Every writer has a scene like this vase! I had to lose a scene from The First Lie but I hung onto it and managed to sneak it into The Second Path :-)  (Photo: Virginia King - I own this vase!)

 

5. Things You Have to Keep

Like the stamp collection from uncle Melvin that your mother insists you must treasure, there are some things you just have to keep, even if they come with baggage. It’s the same with mystery writing. Some characters turn up with backstories you weren’t expecting and try as you might to rewrite their history, they defy you. Then you’ve got to find space for them and make the situation work.

6. Some Things Dominate

When moving to a new home spaces have to be found for the big things – the bed, the sofas, the dining table. This is more important than finding a wall for your favourite painting. Once the dominant things are in place, then the smaller pieces can be moved around until the arrangement is pleasing. In mystery writing, the dominant plot elements are rearranged so the critical events keep the reader on the edge of their seat. This happens in a structural edit. Then the supporting clues and descriptions find their place around them.

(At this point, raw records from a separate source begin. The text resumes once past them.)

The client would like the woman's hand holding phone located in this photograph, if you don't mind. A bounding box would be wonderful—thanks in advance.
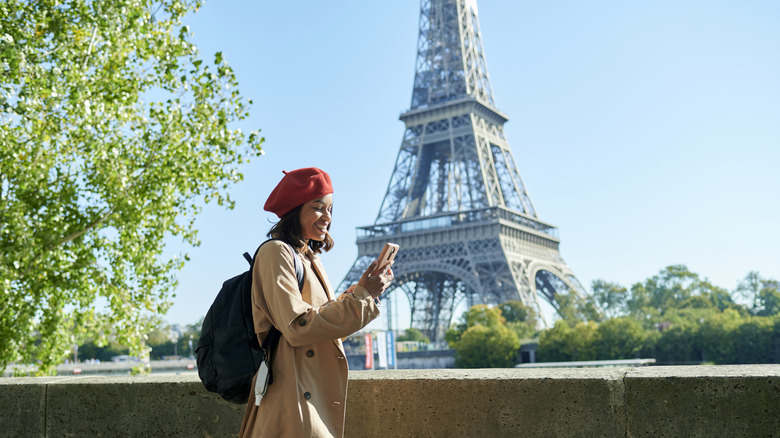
[358,243,399,298]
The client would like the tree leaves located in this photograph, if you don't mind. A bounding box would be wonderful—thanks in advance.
[0,0,263,373]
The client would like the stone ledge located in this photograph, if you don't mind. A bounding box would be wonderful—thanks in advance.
[0,365,780,437]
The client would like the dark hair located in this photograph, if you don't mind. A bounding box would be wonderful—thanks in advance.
[267,204,335,254]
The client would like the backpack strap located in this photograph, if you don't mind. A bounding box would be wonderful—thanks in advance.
[244,239,303,385]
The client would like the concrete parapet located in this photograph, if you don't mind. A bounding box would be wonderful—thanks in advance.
[0,365,780,437]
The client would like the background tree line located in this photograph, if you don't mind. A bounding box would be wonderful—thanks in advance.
[447,265,780,367]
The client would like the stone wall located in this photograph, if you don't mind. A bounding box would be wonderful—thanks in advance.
[0,365,780,437]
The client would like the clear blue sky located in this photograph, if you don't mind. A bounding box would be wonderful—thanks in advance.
[161,0,780,328]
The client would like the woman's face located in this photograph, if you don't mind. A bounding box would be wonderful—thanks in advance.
[299,195,333,241]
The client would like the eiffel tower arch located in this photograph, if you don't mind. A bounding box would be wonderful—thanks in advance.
[339,0,582,340]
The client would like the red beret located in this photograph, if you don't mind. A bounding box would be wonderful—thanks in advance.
[263,167,333,218]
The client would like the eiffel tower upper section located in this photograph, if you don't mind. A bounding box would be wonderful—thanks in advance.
[376,0,536,223]
[339,0,581,339]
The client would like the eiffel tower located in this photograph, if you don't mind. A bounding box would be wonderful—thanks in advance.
[339,0,582,340]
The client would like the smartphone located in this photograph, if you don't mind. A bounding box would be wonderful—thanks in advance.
[376,242,399,272]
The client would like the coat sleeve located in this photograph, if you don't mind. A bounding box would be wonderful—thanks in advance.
[252,241,379,346]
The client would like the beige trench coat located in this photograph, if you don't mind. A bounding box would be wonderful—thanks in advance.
[239,240,379,438]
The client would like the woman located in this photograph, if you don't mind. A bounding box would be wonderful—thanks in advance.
[239,167,393,438]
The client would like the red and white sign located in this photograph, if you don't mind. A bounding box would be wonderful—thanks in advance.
[364,333,374,370]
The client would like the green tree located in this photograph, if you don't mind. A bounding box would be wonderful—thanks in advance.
[397,327,431,344]
[735,271,780,316]
[455,324,520,368]
[444,304,506,349]
[537,320,598,362]
[594,317,653,360]
[555,290,604,326]
[0,0,263,373]
[588,280,628,319]
[498,300,539,340]
[626,265,744,328]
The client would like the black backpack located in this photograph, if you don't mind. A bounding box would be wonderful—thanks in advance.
[195,239,303,404]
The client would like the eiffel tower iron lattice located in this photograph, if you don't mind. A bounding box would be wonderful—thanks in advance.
[339,0,582,340]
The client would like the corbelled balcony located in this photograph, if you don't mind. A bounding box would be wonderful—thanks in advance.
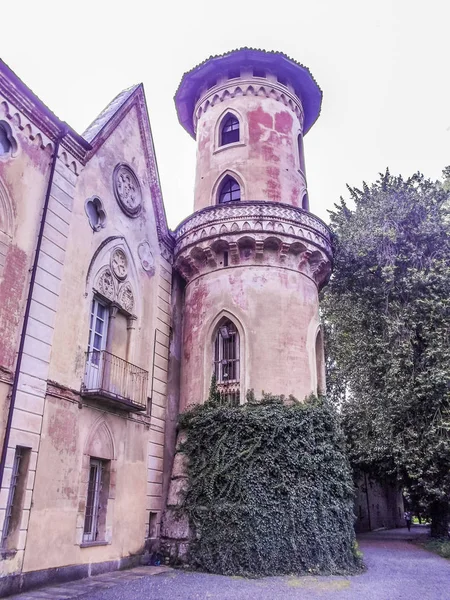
[175,200,333,288]
[81,350,148,412]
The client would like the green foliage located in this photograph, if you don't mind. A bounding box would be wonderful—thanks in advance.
[322,169,450,529]
[176,394,361,576]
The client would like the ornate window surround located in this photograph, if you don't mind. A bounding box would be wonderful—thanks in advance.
[0,120,19,160]
[203,309,249,404]
[213,108,248,154]
[210,169,245,206]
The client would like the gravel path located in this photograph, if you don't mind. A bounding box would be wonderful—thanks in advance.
[7,530,450,600]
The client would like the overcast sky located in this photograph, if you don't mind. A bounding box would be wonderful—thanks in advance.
[4,0,450,228]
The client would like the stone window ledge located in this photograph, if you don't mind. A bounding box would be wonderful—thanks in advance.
[80,540,111,548]
[213,142,247,154]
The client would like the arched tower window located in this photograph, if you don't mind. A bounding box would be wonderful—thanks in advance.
[220,114,239,146]
[0,121,17,156]
[297,133,306,176]
[316,328,326,395]
[302,192,309,210]
[219,175,241,204]
[214,319,240,404]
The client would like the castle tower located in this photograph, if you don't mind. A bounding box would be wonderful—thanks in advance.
[175,49,332,409]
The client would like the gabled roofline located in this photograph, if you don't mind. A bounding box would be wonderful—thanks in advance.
[0,59,91,164]
[81,83,174,250]
[0,59,174,251]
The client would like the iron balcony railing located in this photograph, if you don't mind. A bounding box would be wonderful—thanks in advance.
[81,350,148,411]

7. Finding Unexpected Connections

When unpacking pieces of furniture they’re first placed in a disorderly fashion creating unexpected connections. The lamp is standing in front of a painting stacked against the wall and the lampshade brings out the colours in the painting in a way you hadn’t noticed because they used to be in different rooms. You decide to place them together. In mystery writing, you’ll put an idea in the manuscript, not knowing what it means, and then suddenly in the middle of the night your brain will connect it to another element in the story, or a completely new idea will connect back to it in an unexpected way, adding a refreshing depth to the mystery.

 

Sometimes an item of furniture can be an idea. An African sculpture popped up as a keepsake in The First Lie and played an unexpected part in the evolving plot. (Photo: Kenn W Kiser, The Morgue File)

 

8. Rest Brings a Fresh Perspective

Furniture moving is exhausting and you have to leave the house and go to a cafe. When you return you can see how a new arrangement will solve a space problem. It’s the same with mystery writing – getting away from the draft, often by sleeping on it, will bring a solution to whatever problem you were struggling with.

9. A Deeper Meaning

Moving house isn’t just about unpacking furniture, it’s about creating a home. There’s a deeper purpose to the actions. With a mystery it’s not just about creating a story, it’s about taking the reader on a journey, using the unfolding puzzle to throw new light on human nature and create an experience on multiple levels. This deeper meaning brings energy to both tasks.

10. You Need Expert Help

If you’ve ever moved house using only family members, you’ll know that they don’t have the skills of an expert. The move happens but it’s a struggle and things get scratched and broken, relationships get frayed. With a manuscript, getting your best friend’s opinion rarely works. You need an editor at more than one stage of the writing process. Like professional removalists can make a house move easy, editors have independent opinions and special techniques that will transform your story with a professional touch.